PERMUTATIONS, NY – Two Rams Project

From June to July 2014, Coburn Projects and Two Rams presented its first group exhibition 'Permutations' featuring works by New York artists Alexis Dahan, Sam Fryer, Juliet Jacobson and Sameer Reddy.   

The artists in Permutations explore the infinite potentials that exist within defined systems. Each artist creates a rough set of parameters through which they explore the permutations possible therein. By allowing free will and chance to play a hand within what is pre-ordained, the work in Permutation mimic the circuitous relationship between destiny and choice. The works themselves were created in an open loop between painting, drawing, photography, and the performative act. As mediums bleed into other mediums, no artwork can be defined by such narrow parameters as painting or drawing. It's the acknowledgement of the interaction between disciplines that marks art of the 21st Century.

Alexis Dahan’s in-situ installation started with “Blue Puddles”, a public intervention Dahan did on may 25th, 2014. On a morning stroll in downtown New York, he dropped ultramarine dry pigments into the water puddles that had formed over the rainy night. Each of the temporary bright blue shapes that resulted were photographed an their location pinpointed on a map. For Permutations, Dahan has reproduced his itinerary on the gallery walls to create a constellation of street corners. Each point is linked to either a charcoal drawing of the corresponding shape of the sky viewed from the sidewalk, or a drawing made from carbon transferred footprints of passerby, or a photographic account of the “Blue Puddle” intervention.

Sam Fryer is an abstract painter. For the artist, paintings are breeding grounds for ideas. “It is essential that I cannot know what will come of an idea for a painting until I actually make the painting. Painting, for me, is active thinking.
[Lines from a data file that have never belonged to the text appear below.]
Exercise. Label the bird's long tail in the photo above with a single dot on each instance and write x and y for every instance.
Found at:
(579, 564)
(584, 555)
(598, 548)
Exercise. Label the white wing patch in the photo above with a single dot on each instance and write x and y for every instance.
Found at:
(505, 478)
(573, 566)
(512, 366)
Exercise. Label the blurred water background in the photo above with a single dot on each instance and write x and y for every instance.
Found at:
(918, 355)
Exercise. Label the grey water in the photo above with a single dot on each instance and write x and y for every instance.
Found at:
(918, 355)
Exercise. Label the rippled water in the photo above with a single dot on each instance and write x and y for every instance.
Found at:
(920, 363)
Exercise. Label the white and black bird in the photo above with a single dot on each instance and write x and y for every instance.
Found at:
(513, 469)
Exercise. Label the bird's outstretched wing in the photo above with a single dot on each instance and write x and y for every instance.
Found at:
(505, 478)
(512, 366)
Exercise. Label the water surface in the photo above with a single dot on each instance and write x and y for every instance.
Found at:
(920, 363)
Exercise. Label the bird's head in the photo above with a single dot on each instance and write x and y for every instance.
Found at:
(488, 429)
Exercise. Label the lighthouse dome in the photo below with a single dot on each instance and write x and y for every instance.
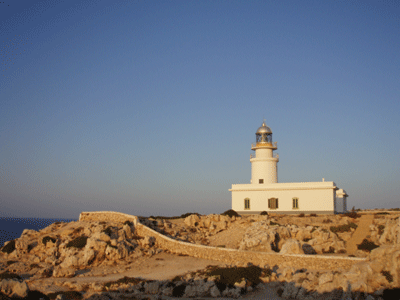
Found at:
(264, 129)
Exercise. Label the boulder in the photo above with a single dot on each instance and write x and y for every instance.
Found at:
(191, 220)
(221, 225)
(308, 249)
(147, 241)
(152, 287)
(325, 278)
(14, 288)
(292, 246)
(60, 271)
(112, 253)
(87, 258)
(290, 290)
(69, 262)
(214, 291)
(128, 231)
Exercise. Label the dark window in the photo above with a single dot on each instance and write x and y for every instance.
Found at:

It is a learning experience that matures with each canvas. I am convinced that thought and feeling exist before the concepts, words and other conventional forms of expression we use to communicate them.”

Juliet Jacobson’s drawings are pictures of everyday sights and objects, like the sky, mirrors, or plastic bags. The drawings are carefully rendered at a scale relative to the referent. The artist emphasizes the blunt materiality of these subjects through detail and all-over compositions that push up flat against the picture plane. Differences unfold as subjects repeat in series. For example, Jacobson focus’s on how creases in paper produce a seemingly infinite variation. Though each sheet folds or crumples to produce a unique pattern, common traits emerge when many are viewed in a series. Seriality imparts identity within a discrete group and yields an affinity of part to whole. A sheet of paper might have an ephemeral life as refuse or recycling, but may also carry ideas across centuries thereby collapsing time and space. These drawings aim to capture the tension between prosaic experience and broader ideological or allegorical issues.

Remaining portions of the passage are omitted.